Special guest, Ottawa’s longtime blues legend, Drew Nelson, strapped on his guitar to join the lads onstage, along with bassist Mike Turenne. Nelson reflected on the days he performed in the restaurant on the lower level, before The Rainbow was built. He later joked about how the original plans included band rooms complete with showers. His gritty vocals and Dylan-infused blues brought even more to the dance floor, and I could sense a clear love for this man, whose career has spanned nearly 40 years. There was some great slide work, along with an amazing harp solo by Marriner, and guitars going full tilt. He ended with a slow-burning blues number, that stirred the room into a pendulating motion.
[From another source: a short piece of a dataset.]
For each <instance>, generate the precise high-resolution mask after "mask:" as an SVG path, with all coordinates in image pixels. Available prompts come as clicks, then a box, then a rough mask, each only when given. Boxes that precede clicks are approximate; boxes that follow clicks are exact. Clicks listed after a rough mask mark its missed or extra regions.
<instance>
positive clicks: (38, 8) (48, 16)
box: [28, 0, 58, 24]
Next up was Loudlove singer, Pete Hammond, introduced as the sinister minister by Marriner. Hammond emphasized how so many musicians owe so much to The Rainbow in launching their careers, how much they’ve learned and grown throughout the years, how it has become a sacred place, and what an honour it is to play on the stage. He also thanked the boys from MonkeyJunk, as well as a list of others who have put Ottawa on the map. He then broke into some reggae-laced blues, with a great number called, “What’s My Number”, that completely packed the dance floor, and kept the drone of the groove going for quite some time. It was passion-fuelled bliss.
When this year’s Maple Blues Award recipient, Paul Deslauriers got up to play, the energy built into a frenzied solo of duelling guitars shared with Tony D. It was a kindred exchange of masterful playing which sent the audience into the zone. This was further intensified by Don Cummings, who slid into first with a blaze of glorious Hammond, and brought everyone to their knees. It was an indescribable moment, and a feeling that something historic was taking place. Deslauriers sang and played powerfully, and had an amazing stage presence. I especially enjoyed the driving blues number, “Goin’ Down”, with more heavily fuelled guitar licks. It was magical.
Other highlights included Curtis and Matthew Chaffey of The Split, with Marty Sobb (Autumns Cannon), who joined in on guitar. The brothers entertained the crowd with some rockin’, jumpin’, and jivin’ madness, which featured Curtis on guitar, accompanied by Matthew’s Jagger-meets-James-Brown vocals. Paul Reddick joined MonkeyJunk members onstage later, and gave us a taste of his harp-playing skills and that great gravely voice. Other performers included saxman, Zeek Gross, Jumpin’ Joe Hawkins, Scott Doubt, Rob (Pappyland) Pappas, George Pendergast, and Neil Barrington.
The energy shared by the wealth of talent onstage was matched by the enthusiastic hunger of the crowd, engaged in a slow churn of bodies in motion the whole night through. Congratulations to The Rainbow Bistro for their 30 years as a beacon of light in the live music scene, where many began their careers, and left their blood, sweat, and tears on the stage. We thank you.